Monday, December 22, 2014

Santa Claus Arrived Early

Market Outlook
The Santa Claus rally has begun a week earlier than normal when the Dow Jones Industrial Average gained more than 700 points in three days and the S&P 500 Index rallied 5%. That’s almost, but not quite, back to where it was when the sell-off started nearly two weeks ago. The Christmas present from the Fed was Wednesday’s announcement by the rate-setting Federal Open Market Committee that it can be “patient” in deciding when to start raising interest rates again was followed by a press conference in which Yellen said the Fed would not raise rates until after “a couple of meetings” in 2015.
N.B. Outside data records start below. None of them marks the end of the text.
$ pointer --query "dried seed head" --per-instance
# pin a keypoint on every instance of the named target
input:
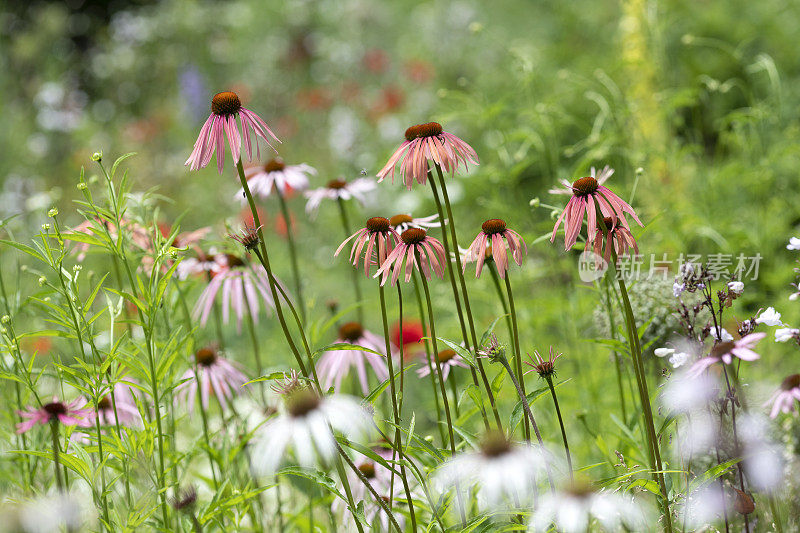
(585, 186)
(493, 225)
(274, 165)
(445, 355)
(302, 402)
(429, 129)
(400, 219)
(378, 225)
(225, 103)
(351, 331)
(495, 444)
(414, 235)
(337, 184)
(205, 356)
(791, 382)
U.S. stocks extended gains for a third session this past Friday, giving the S&P 500 its best weekly performance in nearly two months as energy shares continued to rebound. The S&P energy index jumped 3.1 percent, leading the benchmark index's advance, and closed out the week with a 9.7 percent gain, its biggest weekly increase since December 2011. The benchmark S&P 500 has gained 5 percent over the three sessions, bouncing back quickly from recent losses sparked by a selloff in oil prices. For the week, the Dow gained 3 percent, the S&P 500 rose 3.4 percent and the Nasdaq climbed 2.4 percent with the S&P 500 rising to within a few points of its closing record high. The index has gained 5 percent since Wednesday for its best three-day stretch since 2011. As we head into year-end, treasury bonds continue to be the top performer as this asset class has been in a bullish trend all year basically unabated.



Investor Analysis
Recently we noted “…in recent years, the market has been prone to early-December weakness…On average the DJIA, S&P 500 and NASDAQ tend to drift lower until reaching their respective December lows sometime mid-month…From that point on they briskly rally into yearend…The sharp slide in the stock market this week also has the major averages nearing technical support…look for the market to bottom next week, possibly Monday, followed by a strong up day and then a nice rally to wrap up the year…” The December seasonal pattern performed as advertised with the major indexes generating the best weekly gain in months. Officially the so-called “Santa Claus Rally” is the seven-trading day period begins on the open on December 24 and ends with the close of trading on January 5. Normally, the S&P 500 posts an average gain of 1.5%. The failure of stocks to rally during this time tends to precede bear markets or times when stocks could be purchased at lower prices later in the year. 

As the fourth quarter winds to an end Real Estate remains the top performing asset class. But other sectors that are coming on strong such as the small cap Russell 2000 and DOW Transports signal that investors are confident about future economic performance. Particularly the Russell 2000 is considered a bellwether for near term direction on where the market is headed. Last week’s comment “…Next week is critical for determining market momentum heading into the end of the year and kicking off 2015. Prior to this past week, the major indexes had not suffered a weekly loss in almost two months. Next week is the final expiration week of the year for regular options and is a triple-witching week when contracts for stock index futures, stock index options and stock options all expire on Friday. The markets usually experience elevated volatility during triple-witching week and if this follows last week’s volatility surge the probability for stocks to end the year higher is lessened…” Triple-witching week was big for the stock market with the best weekly performance in a long time for the major indexes. Holiday week is normally a slow trading week and you can expect the market to consolidate at its current highs. The best strategy is to purchase shares in the top performing S&P sectors below because these stocks will continue to lead as the market moves higher.